また、人数の要素においては、どのような分析をしたいかにもよるが、たとえば、「新規顧客とリピート客」とか「国内客と海外からの客」などに分解して考えることができる。
前者の分解だと、たとえば、昨今の来園者数の増減が影響を与えているのは、新規顧客の増減なのか、それともリピーターの増減なのかが見えてくる。そこからさらに、「新規の顧客を増やすにはどうしたらいいのか」といったマーケティング施策にもつなげられる。また、「リピート客のリピート率を向上させるにはどうしたらいいか」というような思考にもつながるだろう。

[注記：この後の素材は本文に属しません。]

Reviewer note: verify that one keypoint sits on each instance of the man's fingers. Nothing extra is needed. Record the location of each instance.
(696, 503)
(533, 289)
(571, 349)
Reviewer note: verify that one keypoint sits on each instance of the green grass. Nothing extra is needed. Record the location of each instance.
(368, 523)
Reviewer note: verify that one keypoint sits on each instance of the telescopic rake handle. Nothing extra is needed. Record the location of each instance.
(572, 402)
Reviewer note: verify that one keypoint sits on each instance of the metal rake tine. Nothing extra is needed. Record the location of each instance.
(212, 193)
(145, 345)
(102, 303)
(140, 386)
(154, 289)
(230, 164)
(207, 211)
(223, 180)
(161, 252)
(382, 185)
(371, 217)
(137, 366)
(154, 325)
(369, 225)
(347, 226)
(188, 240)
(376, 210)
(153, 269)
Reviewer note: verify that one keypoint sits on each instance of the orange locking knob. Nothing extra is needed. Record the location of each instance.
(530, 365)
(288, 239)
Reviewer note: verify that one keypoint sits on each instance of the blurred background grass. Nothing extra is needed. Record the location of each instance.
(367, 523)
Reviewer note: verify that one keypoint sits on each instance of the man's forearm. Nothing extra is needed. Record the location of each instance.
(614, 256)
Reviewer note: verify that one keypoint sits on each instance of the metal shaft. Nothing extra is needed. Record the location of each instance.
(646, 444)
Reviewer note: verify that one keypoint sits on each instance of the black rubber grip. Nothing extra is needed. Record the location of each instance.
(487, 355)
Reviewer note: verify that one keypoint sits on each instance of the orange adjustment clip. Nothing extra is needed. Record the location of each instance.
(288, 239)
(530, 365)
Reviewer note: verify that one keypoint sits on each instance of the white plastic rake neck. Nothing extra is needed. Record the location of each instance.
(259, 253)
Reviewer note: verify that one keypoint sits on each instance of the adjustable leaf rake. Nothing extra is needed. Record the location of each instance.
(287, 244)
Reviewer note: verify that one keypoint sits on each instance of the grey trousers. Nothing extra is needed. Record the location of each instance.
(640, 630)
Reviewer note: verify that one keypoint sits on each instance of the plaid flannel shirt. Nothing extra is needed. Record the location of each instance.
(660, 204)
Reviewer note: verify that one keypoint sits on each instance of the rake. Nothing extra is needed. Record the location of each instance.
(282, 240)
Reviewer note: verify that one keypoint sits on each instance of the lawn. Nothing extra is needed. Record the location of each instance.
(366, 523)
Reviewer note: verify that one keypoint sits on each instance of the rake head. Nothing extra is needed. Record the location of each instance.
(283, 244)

一方で、後者の例で言うと、昨今の来園者数の増減の牽引役は、国内の客なのか、海外からの客なのかの把握につながり、来園者数の安定化の議論ができる。私が思うに、海外からの観光客よりも、移動距離やコストがかからない国内客の方が、「安定」という意味においては重要だろう。
営業成績の差は「件数」か「勝率」か
ほかにも、たとえば、自社のできる営業パーソンと、そうではない人のパフォーマンスを比較するうえで、営業成績の悪いパーソンの成績を上げるために、「営業訪問件数×勝率」という構成要素に分けて検証してみるのもいいだろう。
要は、営業成績の差が、そもそもの件数の問題なのか、それとも、どちらかというと勝率(成約率)の問題なのかに当たりをつけて、しかるべき対応策につなげるのである。